My way in was this framing story, the initial tale that triggers a series of stories, like a “tap” of stories from which the water never stops flowing. This first narrative tells of the confrontation with death, the survival instinct, the attachment to life and creative power. While constantly regenerating itself, the story has the power to bring about a new day. That is what moved me. The work also involves plays on scale, with smaller tales nested within larger ones. This idea of scale takes on its full meaning, both architecturally and historically, when creating a performance for the Cour d’Honneur. Here, two spaces face each other: on one side, the stone wall, and on the other, the shifting presence of the audience. There is an obvious dialogue in this confrontation between the gigantic and the tiny, which I find appealing. I wanted to explore this difference in scales through various aspects of the show: both through the choreography of bodies within this vast space and in the construction of the scenography. The idea of miniatures interests me: on one hand, the immense stage makes the performers appear miniature in the eyes of the audience; on the other hand, the faces of the spectators appear tiny from the stage’s perspective. The miniature is expressed not only through the physical representation of things but also metaphorically, through the situations we create. During the night, our perception of space, time, and scale changes radically.
How can choreographic movement grasp a work whose very essence is storytelling?

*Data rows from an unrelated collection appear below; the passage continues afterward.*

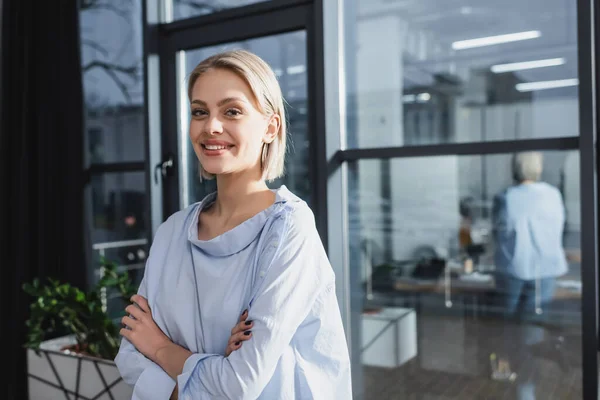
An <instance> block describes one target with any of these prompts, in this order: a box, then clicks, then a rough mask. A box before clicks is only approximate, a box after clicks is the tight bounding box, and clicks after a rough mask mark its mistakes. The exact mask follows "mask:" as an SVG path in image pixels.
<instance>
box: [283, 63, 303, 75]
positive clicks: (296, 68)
mask: <svg viewBox="0 0 600 400" xmlns="http://www.w3.org/2000/svg"><path fill="white" fill-rule="evenodd" d="M287 72H288V75H295V74H303V73H304V72H306V67H305V66H304V65H292V66H291V67H288V69H287Z"/></svg>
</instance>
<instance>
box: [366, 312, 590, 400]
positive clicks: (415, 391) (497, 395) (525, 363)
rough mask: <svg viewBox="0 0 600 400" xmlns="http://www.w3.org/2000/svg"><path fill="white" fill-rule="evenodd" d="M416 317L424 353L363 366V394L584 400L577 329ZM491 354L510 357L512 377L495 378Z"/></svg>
mask: <svg viewBox="0 0 600 400" xmlns="http://www.w3.org/2000/svg"><path fill="white" fill-rule="evenodd" d="M418 320H419V322H418V332H419V345H418V347H419V349H418V352H419V355H418V356H417V357H416V358H414V359H413V360H411V361H410V362H408V363H407V364H405V365H403V366H402V367H399V368H395V369H386V368H377V367H364V376H365V381H364V383H365V389H366V391H365V393H366V395H365V397H364V398H365V399H368V400H371V399H373V400H392V399H393V400H397V399H398V400H401V399H407V400H446V399H490V400H492V399H511V400H512V399H521V400H534V399H535V400H559V399H560V400H562V399H582V393H581V392H582V389H581V379H582V376H581V374H582V370H581V346H580V344H581V331H580V330H579V329H578V328H577V327H574V328H571V329H572V332H565V331H563V330H561V331H560V332H559V331H556V330H553V331H549V330H548V329H547V328H544V327H540V326H532V325H527V326H523V325H516V324H504V322H503V321H501V320H497V319H491V318H490V319H481V318H478V319H473V318H460V317H439V316H429V317H427V316H422V315H421V316H420V317H419V318H418ZM569 334H571V335H570V336H569ZM561 337H562V338H563V340H562V341H561V340H560V338H561ZM505 339H506V340H505ZM491 353H498V354H506V355H507V356H508V359H509V361H510V366H511V369H512V370H513V371H514V372H516V373H517V378H516V380H515V381H514V382H498V381H494V380H492V379H491V378H490V374H491V367H490V354H491Z"/></svg>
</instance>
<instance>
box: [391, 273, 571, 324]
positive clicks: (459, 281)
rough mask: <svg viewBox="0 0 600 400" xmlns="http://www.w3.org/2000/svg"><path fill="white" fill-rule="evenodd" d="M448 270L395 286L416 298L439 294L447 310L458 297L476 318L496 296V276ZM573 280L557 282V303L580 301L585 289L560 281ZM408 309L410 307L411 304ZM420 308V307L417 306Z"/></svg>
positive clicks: (398, 288) (409, 279)
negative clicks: (474, 273)
mask: <svg viewBox="0 0 600 400" xmlns="http://www.w3.org/2000/svg"><path fill="white" fill-rule="evenodd" d="M451 272H452V271H450V270H447V271H446V272H445V273H443V274H442V276H441V277H440V278H439V279H437V280H422V279H414V278H397V279H396V280H395V281H394V283H393V288H394V291H396V292H398V293H407V294H413V295H416V296H417V297H418V298H419V299H420V295H422V294H438V295H443V296H444V304H445V306H446V307H447V308H450V307H452V306H453V304H454V302H455V301H456V300H457V298H458V299H459V300H460V301H461V302H462V304H463V305H464V306H466V305H467V303H470V304H471V306H472V308H473V315H474V316H477V315H478V314H479V305H480V303H481V298H482V297H485V296H488V295H493V294H494V293H496V290H497V288H496V281H495V279H494V277H493V275H485V278H484V277H483V276H484V275H470V276H469V275H467V276H465V275H464V274H463V275H461V274H456V273H451ZM471 277H472V278H471ZM570 280H572V279H567V278H559V279H558V280H557V281H558V282H559V284H557V288H556V292H555V294H554V298H553V299H554V300H580V299H581V290H577V289H576V288H568V287H565V286H561V285H560V282H561V281H564V282H568V281H570ZM407 306H408V305H407ZM413 306H415V308H417V309H419V305H418V304H416V305H413Z"/></svg>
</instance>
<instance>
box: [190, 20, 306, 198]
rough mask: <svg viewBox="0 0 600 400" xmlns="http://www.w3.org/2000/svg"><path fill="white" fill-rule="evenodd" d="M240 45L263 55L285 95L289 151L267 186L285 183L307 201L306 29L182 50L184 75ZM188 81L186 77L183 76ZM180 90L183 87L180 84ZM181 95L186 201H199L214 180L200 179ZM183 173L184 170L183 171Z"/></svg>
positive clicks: (282, 183)
mask: <svg viewBox="0 0 600 400" xmlns="http://www.w3.org/2000/svg"><path fill="white" fill-rule="evenodd" d="M238 48H243V49H246V50H249V51H251V52H253V53H255V54H257V55H258V56H259V57H261V58H263V59H264V60H265V61H266V62H267V63H268V64H269V65H270V66H271V68H273V70H274V72H275V74H276V75H277V78H278V79H279V84H280V86H281V90H282V92H283V97H284V99H285V106H286V115H287V119H288V137H287V139H288V152H287V155H286V163H285V175H284V177H283V178H280V179H278V180H276V181H274V182H271V183H269V186H270V187H279V186H280V185H282V184H285V185H286V186H287V187H288V189H290V190H291V191H292V192H294V193H295V194H296V195H298V196H299V197H300V198H302V199H303V200H305V201H307V202H308V203H309V205H310V193H311V186H310V181H309V179H308V176H309V160H308V155H309V143H308V115H307V105H306V98H307V88H306V85H307V80H306V79H307V78H306V33H305V32H304V31H299V32H292V33H285V34H281V35H276V36H269V37H263V38H258V39H252V40H247V41H244V42H239V43H228V44H224V45H219V46H213V47H205V48H201V49H197V50H192V51H187V52H185V57H184V59H185V77H186V78H187V75H188V74H189V73H191V71H192V70H193V69H194V68H195V67H196V65H197V64H198V63H199V62H200V61H202V60H203V59H205V58H207V57H209V56H211V55H213V54H215V53H218V52H221V51H226V50H233V49H238ZM186 83H187V80H186ZM179 90H183V91H185V85H184V84H182V85H180V87H179ZM180 97H181V106H182V107H184V108H185V112H182V113H181V115H184V116H185V121H182V122H181V126H182V129H183V131H184V134H183V135H182V137H181V146H182V149H183V150H182V151H186V153H187V157H188V160H189V161H188V165H185V166H183V168H187V177H188V179H187V184H188V187H189V191H188V193H189V198H188V199H186V200H187V203H186V204H191V203H193V202H196V201H200V200H201V199H202V198H203V197H204V196H205V195H206V194H208V193H210V192H212V191H214V190H215V189H216V183H215V181H214V180H213V181H207V180H203V181H202V182H201V181H200V179H199V174H198V159H197V158H196V155H195V153H194V150H193V148H192V147H191V146H189V136H188V129H189V104H188V99H187V95H185V92H184V93H183V96H180ZM184 175H185V174H184Z"/></svg>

That’s a real question: how do you extract something choreographic from a literary work of such magnitude? These tales all tell of a life suspended. On one side, a king imprisoned by his necessity to kill; on the other, a citizen imprisoned and starving for justice. Who could this storyteller, this Scheherazade, be in our contemporary world? Who is prisoner or captive today? What does it mean to tell a story of survival now? Who would be these figures with animal bodies, and those who exist beyond the physical or earthly world? This presence of opposing forces, as possible in the tales as in our dreams, moves me deeply. I started with the idea of the minimum, with a small body, like a doll, for example. Starting from a detail, I write a choreographed score until a more complex situation takes shape and, by association, the scenes arrange themselves in relation to one another. The thread of thought can be interrupted at any moment, only to resurface later in the narration. This suspension, this suspense, is already very present in the text. There is an ambiguity in these tales that takes the form of a constant clash between law and desire, vice and virtue, greatness and smallness… This ambiguity and these tensions become powerful creative engines.
Those tales find a powerful resonance in our modern world…

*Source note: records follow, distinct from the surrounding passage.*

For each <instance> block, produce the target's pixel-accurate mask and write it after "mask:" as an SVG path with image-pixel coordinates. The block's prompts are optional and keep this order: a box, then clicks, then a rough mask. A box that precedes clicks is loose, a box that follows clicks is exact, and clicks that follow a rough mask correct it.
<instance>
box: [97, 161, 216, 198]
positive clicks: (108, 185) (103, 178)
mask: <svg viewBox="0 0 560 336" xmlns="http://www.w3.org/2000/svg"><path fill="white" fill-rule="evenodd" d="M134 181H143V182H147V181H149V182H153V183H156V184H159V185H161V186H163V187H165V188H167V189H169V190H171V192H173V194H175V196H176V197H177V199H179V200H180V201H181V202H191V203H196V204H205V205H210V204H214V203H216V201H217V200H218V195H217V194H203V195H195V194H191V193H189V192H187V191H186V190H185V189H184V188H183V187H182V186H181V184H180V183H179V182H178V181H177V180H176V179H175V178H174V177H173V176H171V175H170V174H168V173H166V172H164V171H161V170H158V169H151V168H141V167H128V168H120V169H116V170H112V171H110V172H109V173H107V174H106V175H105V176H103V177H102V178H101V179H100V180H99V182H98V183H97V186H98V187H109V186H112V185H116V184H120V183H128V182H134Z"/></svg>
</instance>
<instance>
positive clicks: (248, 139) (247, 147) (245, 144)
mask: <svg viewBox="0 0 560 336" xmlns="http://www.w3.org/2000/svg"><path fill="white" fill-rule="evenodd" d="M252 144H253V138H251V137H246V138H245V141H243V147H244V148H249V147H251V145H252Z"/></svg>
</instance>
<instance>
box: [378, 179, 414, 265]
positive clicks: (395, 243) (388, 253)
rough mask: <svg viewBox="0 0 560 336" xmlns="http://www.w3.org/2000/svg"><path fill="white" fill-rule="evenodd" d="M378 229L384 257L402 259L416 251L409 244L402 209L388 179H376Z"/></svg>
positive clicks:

Yes, the story of a condemned woman who, only through words and gestures, manages to survive the night does indeed resonate with our own anxieties about death, questioning our will to live and to transgress the law. I focused on what is common to all those tales: imprisonment but also desire, love stories as well as war and travel narratives. Jorge Luis Borges used to say that One Thousand and One Nights is about adding one more night to infinity. Because one thousand is, in itself, already infinite. I love this idea of continuity, both in a concrete and choreographic sense. You can never predict what will come next. There is something forever unresolved, something that resists.
Alongside your reading of the tales, did you have other sources of inspiration?

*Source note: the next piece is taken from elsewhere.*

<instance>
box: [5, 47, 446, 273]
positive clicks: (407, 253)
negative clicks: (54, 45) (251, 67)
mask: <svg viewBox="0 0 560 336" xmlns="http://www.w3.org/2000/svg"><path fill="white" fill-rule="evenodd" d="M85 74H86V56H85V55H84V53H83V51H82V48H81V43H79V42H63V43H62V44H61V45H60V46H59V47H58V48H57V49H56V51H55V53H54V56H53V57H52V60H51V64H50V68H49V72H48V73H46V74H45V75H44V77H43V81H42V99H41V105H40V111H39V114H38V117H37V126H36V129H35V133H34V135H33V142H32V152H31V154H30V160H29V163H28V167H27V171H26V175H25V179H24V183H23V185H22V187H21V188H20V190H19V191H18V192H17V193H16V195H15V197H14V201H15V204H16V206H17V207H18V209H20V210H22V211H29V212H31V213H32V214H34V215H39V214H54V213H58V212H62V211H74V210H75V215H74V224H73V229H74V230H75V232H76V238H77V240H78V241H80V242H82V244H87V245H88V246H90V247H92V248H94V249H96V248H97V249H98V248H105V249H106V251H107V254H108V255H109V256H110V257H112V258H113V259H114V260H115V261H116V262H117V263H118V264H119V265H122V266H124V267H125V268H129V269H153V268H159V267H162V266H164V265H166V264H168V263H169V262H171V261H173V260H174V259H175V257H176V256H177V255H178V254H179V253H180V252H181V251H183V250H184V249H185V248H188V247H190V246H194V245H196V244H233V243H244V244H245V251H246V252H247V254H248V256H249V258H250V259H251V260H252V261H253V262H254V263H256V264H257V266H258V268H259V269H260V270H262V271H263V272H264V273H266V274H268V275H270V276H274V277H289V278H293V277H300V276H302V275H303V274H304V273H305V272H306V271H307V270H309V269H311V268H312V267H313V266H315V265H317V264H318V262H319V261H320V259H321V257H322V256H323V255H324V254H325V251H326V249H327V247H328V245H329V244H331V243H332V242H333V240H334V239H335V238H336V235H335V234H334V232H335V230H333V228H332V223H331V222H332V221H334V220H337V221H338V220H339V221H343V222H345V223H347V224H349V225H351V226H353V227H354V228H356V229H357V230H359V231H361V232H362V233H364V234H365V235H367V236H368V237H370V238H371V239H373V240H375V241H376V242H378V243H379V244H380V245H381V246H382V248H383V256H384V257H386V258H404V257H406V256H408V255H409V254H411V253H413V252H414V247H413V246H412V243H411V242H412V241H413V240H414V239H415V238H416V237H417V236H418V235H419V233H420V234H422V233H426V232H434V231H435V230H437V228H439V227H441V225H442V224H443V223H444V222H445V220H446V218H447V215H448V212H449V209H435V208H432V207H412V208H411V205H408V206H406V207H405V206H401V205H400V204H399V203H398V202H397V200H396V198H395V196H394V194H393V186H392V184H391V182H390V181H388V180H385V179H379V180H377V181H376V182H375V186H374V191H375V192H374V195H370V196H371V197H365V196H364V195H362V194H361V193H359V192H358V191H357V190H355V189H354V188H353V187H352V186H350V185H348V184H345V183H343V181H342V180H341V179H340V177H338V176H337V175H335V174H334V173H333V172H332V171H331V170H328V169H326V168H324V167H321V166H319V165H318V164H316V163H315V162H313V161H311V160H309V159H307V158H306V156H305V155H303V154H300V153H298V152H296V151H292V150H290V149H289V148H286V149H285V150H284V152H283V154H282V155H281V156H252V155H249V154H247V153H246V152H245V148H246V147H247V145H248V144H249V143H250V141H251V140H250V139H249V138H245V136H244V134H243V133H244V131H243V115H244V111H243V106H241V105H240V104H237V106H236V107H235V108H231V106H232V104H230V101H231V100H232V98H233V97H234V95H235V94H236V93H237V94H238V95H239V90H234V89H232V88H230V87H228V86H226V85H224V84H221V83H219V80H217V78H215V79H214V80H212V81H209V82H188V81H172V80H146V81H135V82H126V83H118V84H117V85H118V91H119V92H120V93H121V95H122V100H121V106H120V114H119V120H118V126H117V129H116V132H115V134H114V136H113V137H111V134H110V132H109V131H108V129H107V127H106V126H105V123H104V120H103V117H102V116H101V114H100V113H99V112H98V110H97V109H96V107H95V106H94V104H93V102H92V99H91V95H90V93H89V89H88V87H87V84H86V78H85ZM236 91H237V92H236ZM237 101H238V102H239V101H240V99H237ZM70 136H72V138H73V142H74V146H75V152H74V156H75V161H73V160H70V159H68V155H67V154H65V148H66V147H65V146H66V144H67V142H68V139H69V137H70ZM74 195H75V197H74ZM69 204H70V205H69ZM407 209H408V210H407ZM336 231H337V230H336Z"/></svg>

Yes, the night… NÔT means “night” in Cape Verdean Creole. I am also interested in the representations of the bed and the bedroom in the Middle Ages, simply because the frame story takes place in a bedroom, during the night. As in many creative processes, the dramaturgy of the piece is built mainly through analogy, between my research on the night, what I read in the tale, the images that form within me, and the associations that emerge during the work with the team. I also work on the principle of layering situations, spaces, and fabrics. The textiles pile up in layers, hiding and revealing themselves, like bodies, like stories. These different strata of images pass through a hybrid, undefined space that flirts with ambiguity and uncertainty. I like this ambiguity. The scenography explores border spaces, zones where life, or lives, are suspended. I envision the stage as a place of enchantment, crossed by desires. Desire can be frightening, but it is what allows us to move forward and create.